I made the turn and could see the finish line and clock. 3:23 something. I knew my time would be a solid 3:23:xx as I was in the back part of wave 1 at the start. I slowed to a walk/stagger as I crossed the timing mat and accepted a) a space blanket b) bottle of water c) a clever finishers medal/bottle opener. I’ll admit to being a bit woosie and seriously thought about heading to the medical tent but instead took my bottle of water and slumped to the ground by a nearby tree. I sat there with the blanket wrapped around me sipping water and was asked by 3 different people if I was okay. “Yes. I’m fine”. And I would be. I just wasn’t looking forward to attempting to stand back up. At some point, I remembered to stop my Garmin. This is a regular occurrence for me.
Finally I climbed back to my feet and got a couple cups of Gatorade. I could really go for a cup of coffee. I found the food in the pavilion. It was a feast for a king. Pasta, meatballs, chicken, chicken broth, all sorts of things. And I wanted none of it. I wasn’t the least bit hungry. All I really wanted was a cup of coffee. Nada.

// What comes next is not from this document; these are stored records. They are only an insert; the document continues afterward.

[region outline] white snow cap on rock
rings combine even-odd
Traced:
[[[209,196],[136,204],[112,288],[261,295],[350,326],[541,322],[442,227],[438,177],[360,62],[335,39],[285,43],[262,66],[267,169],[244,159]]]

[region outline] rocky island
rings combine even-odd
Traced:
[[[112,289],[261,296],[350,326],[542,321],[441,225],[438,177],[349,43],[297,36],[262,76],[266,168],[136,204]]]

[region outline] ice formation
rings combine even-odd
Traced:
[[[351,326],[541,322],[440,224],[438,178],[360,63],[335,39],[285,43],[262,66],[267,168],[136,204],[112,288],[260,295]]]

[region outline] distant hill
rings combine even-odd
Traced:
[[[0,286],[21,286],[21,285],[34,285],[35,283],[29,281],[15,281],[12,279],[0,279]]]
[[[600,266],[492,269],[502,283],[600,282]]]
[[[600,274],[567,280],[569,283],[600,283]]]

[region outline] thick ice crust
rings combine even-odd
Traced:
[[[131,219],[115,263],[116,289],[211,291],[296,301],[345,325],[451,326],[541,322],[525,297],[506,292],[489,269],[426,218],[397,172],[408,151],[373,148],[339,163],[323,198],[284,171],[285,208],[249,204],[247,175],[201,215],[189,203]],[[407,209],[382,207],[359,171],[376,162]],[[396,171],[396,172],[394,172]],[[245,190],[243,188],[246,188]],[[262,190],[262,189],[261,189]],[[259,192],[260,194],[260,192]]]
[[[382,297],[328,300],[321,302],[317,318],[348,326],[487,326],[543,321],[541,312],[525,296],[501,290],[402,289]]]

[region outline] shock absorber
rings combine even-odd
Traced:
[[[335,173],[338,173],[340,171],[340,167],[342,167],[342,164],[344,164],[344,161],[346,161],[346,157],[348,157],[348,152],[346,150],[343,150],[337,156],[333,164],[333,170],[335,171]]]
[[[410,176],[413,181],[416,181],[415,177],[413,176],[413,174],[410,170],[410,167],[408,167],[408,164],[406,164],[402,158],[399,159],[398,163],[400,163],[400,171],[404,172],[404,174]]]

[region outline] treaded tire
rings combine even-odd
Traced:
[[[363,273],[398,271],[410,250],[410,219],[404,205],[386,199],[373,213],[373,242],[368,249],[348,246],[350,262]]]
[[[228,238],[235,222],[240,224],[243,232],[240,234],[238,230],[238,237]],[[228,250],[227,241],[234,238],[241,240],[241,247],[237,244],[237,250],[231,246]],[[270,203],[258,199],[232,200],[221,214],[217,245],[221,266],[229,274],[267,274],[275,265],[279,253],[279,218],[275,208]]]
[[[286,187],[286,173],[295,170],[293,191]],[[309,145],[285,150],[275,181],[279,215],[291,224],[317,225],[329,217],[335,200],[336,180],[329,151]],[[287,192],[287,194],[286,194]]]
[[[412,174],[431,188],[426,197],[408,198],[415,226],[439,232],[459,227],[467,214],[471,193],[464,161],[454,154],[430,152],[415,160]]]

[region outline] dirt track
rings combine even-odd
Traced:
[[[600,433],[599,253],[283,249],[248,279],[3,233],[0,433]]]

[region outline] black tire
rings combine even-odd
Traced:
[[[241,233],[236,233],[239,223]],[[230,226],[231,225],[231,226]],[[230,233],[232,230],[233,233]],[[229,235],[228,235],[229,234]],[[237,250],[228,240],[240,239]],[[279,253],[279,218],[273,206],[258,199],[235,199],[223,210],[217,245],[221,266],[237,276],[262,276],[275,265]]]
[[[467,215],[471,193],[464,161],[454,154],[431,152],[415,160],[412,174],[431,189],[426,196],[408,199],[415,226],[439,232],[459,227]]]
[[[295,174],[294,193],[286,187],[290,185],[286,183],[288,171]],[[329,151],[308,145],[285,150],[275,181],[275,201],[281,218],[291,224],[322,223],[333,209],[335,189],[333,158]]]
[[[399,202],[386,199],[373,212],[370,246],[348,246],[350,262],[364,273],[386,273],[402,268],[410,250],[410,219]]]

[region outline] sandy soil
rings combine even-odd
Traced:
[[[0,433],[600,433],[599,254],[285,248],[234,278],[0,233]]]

I made my way slowly back to the car. I had run well but now my left hip, knee, and leg were complaining bitterly. Small step, drag the left foot. Once at the car I started the engine and enjoyed the heated seats for a bit before putting my warm-up pants on (that was painful to do) and changing shirts. I was dreading walking “all the way back” to the finish to see the official results. I saw a guy with a finisher’s medal and trophy plaque and asked if the results were posted. He said “Yes”. His significant other offered that she had a picture if I wanted to see it. “Oh yes. Please”! We found my time: 3:23:10. A PR by 9 minutes and 4 seconds and nearly a full 7 minutes better than what I needed for Boston 2016. Who would have thought that the path to the Boston Marathon was a quaint, rural towpath?